Alexander touched the ball just once in each of Washington’s past two games even though starter Clinton Portis was hampered by a sprained knee and backup Ladell Betts missed the a game with the same injury.

Said Alexander: “Excited to go back to Seattle, yes. Excited to go eat at Pearl, my favorite restaurant, yes. Excited to see some friends, excited to see some people from my church, definitely. But when you only have one carry, how excited can you really [be]?”

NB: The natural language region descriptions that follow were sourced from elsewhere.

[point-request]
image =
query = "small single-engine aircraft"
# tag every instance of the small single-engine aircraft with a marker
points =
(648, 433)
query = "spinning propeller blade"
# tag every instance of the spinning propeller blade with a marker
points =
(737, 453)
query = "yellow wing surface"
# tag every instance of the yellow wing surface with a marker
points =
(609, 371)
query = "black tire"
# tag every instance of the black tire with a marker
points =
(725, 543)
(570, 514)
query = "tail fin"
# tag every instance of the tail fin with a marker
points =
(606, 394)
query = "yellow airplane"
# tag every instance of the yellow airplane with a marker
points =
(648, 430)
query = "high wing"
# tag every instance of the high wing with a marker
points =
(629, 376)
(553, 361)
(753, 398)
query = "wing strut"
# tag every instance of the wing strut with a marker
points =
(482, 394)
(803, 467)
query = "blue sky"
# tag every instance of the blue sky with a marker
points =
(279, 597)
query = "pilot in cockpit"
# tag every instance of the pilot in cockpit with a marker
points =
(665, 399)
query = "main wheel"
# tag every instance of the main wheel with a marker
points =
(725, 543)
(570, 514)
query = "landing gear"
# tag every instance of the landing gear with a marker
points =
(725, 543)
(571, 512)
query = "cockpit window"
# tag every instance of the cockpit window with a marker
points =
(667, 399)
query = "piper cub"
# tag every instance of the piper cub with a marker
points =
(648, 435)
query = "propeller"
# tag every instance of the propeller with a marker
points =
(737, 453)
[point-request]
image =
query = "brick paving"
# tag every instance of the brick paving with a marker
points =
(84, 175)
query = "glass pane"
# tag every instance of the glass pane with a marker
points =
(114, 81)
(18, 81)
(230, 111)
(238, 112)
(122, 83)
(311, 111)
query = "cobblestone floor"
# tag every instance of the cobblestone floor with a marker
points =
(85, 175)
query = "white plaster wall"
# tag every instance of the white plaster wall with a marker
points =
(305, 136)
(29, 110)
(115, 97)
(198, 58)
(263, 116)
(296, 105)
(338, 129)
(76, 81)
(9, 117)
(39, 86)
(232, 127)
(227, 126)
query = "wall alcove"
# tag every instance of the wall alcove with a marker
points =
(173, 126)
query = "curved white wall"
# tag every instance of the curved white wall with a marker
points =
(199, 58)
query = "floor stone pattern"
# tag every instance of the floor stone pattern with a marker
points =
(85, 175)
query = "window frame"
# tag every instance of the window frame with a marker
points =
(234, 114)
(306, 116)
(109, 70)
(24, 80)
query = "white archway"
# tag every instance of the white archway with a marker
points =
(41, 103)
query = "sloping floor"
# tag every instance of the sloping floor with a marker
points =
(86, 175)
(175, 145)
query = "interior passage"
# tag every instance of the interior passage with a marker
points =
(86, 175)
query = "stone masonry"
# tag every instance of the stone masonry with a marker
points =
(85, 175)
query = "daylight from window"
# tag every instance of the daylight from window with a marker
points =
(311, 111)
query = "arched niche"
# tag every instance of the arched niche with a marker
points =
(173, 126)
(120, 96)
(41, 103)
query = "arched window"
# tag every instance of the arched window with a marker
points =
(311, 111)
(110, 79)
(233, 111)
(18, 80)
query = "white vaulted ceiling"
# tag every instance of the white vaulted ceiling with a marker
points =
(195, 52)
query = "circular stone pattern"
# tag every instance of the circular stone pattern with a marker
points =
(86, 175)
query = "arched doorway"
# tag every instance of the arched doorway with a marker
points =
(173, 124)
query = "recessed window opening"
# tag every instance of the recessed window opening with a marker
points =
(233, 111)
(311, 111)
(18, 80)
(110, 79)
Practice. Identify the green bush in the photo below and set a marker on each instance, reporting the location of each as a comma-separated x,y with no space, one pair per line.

Alexander said he doesn’t have hard feelings toward the Seahawks for releasing him. He treasures his Seattle experience but considers those eight years in the past.

“I enjoyed my time in Seattle,” Alexander said. “I enjoyed getting married. I enjoyed my daughter [Heaven] being born and missing the beginning of the game and coming back and beating the Rams [in 2003]. I enjoyed the five touchdowns in one half [in 2002 against Minnesota]. But when it’s time to move on, it’s time to move on.”

Seattle cut Ryan Plackemeier, its punter the last two season, after Week 1, and he signed with Washington on the same day as Alexander. But the former seventh-round draft pick isn’t out to show the Seahawks they made a mistake in letting him go.

“I don’t think I have to perform or prove anything to anyone,” said Plackemeier, who has averaged 41.5 gross and 31.7 net yards with the Redskins. “[The Seahawks] made their decision, the Redskins made their decision and I’m just excited to play.”

Backup safety Mike Green also played for the Seahawks last year, while running backs coach Stump Mitchell held the same position in Seattle from 1998 to 2007.

Three starters still out

Portis rested his knee again Thursday, as did left tackle Chris Samuels and receiver Antwaan Randle El (ankle). Coach Jim Zorn still expects all three to start Sunday. Guard Pete Kendall (knees) took full practice, and backup running back Ladell Betts (knee) was limited for a second straight day. Defensive tackle Anthony Montgomery was limited as he worked for the first time since straining his right Achilles tendon Nov. 3 against Pittsburgh.

Reserve quarterback Todd Collins, who was hospitalized Nov. 8 with a ruptured eardrum and wasn’t allowed to fly back from Massachusetts after the bye week because of the condition, has been cleared to fly with the team to Seattle on Friday.

The 30-point barrier

Only four NFL teams have failed to score 30 points in a game this season. The list includes: 0-10 Detroit, 1-8-1 Cincinnati, 2-8 Oakland and the 6-4 Redskins.

Washington didn’t score 30 points in any of coach Joe Gibbs’ first 11 games in 2004 either, but that team had a 3-8 record in that span. This year’s team has been in playoff contention the entire season.

Washington scored 30 points in 17 of Norv Turner’s final 77 games as its coach (1996-2000) but has done so in just 14 of 128 games under successors Terry Robiskie (0-for-3), Marty Schottenheimer (1-for-16), Steve Spurrier (3-for-32), Gibbs (10-for-67) and Zorn. The team record for most consecutive games scoring fewer than 30 points is 42, set from 1958 to 1962.